In a major breakthrough in shellfish management and disease prevention, researchers at the University of New Hampshire have discovered a new method to detect a bacterium that has contaminated New England oyster beds and sickened consumers who ate the contaminated shellfish. The new patent-pending detection method – which is available for immediate use to identify contaminated shellfish – is a significant advance in efforts to identify shellfish harboring disease-carrying strains of Vibrio parahaemolyticus.
“Since 2012, the Northeast has been experiencing an ongoing outbreak caused by a non-native strain of V. parahaemolyticus that is endemic to the Pacific Northwest. The presence of pathogenic V. parahaemolyticus is rare in the Northeast as cooler water temperatures protect against bacterial growth,” said Cheryl Whistler, Associate Professor of molecular, cellular, and biomedical sciences, in a press release.
However, with the regions’ rise in ocean temperatures and unusually heavy, intermittent rainstorms, conditions have changed over time. V. parahaemolyticus is the most common bacterial infection acquired from seafood in the world. There are an estimated 35,000 cases each year in the United States. In recent years, there has been an increase in the incidence of shellfish contamination, which has caused costly recalls of shellfish and shellfish bed closures in Connecticut and Massachusetts.
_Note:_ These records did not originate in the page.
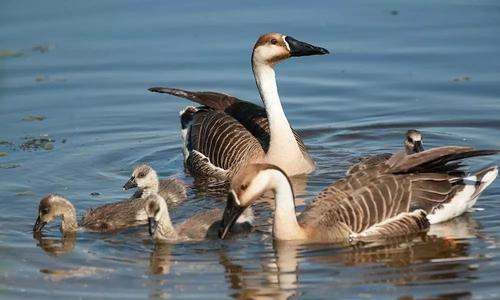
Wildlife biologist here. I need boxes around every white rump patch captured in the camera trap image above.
[427,176,477,224]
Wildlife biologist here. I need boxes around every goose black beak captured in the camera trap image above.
[123,176,137,191]
[148,217,158,236]
[33,216,47,232]
[285,36,330,56]
[219,190,245,239]
[413,141,424,153]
Some strains of the microbe cause disease and others do not and “a significant challenge for managing shellfish harvesting to prevent infections is that we were previously unable to tell the difference between this strain and harmless residents. The new detection platform will provide rapid, and more importantly, specific quantification of the invasive strain, we hope allowing more effective management of harvesting that will protect this important regional industry.”
The research is presented in the forthcoming issue of the Journal of Clinical Microbiology in the article “Use of Whole Genome Phylogeny and Comparisons in the Development of a Multiplex-PCR Assay to Identify Sequence Type 36 Vibrio parahaemolyticus.”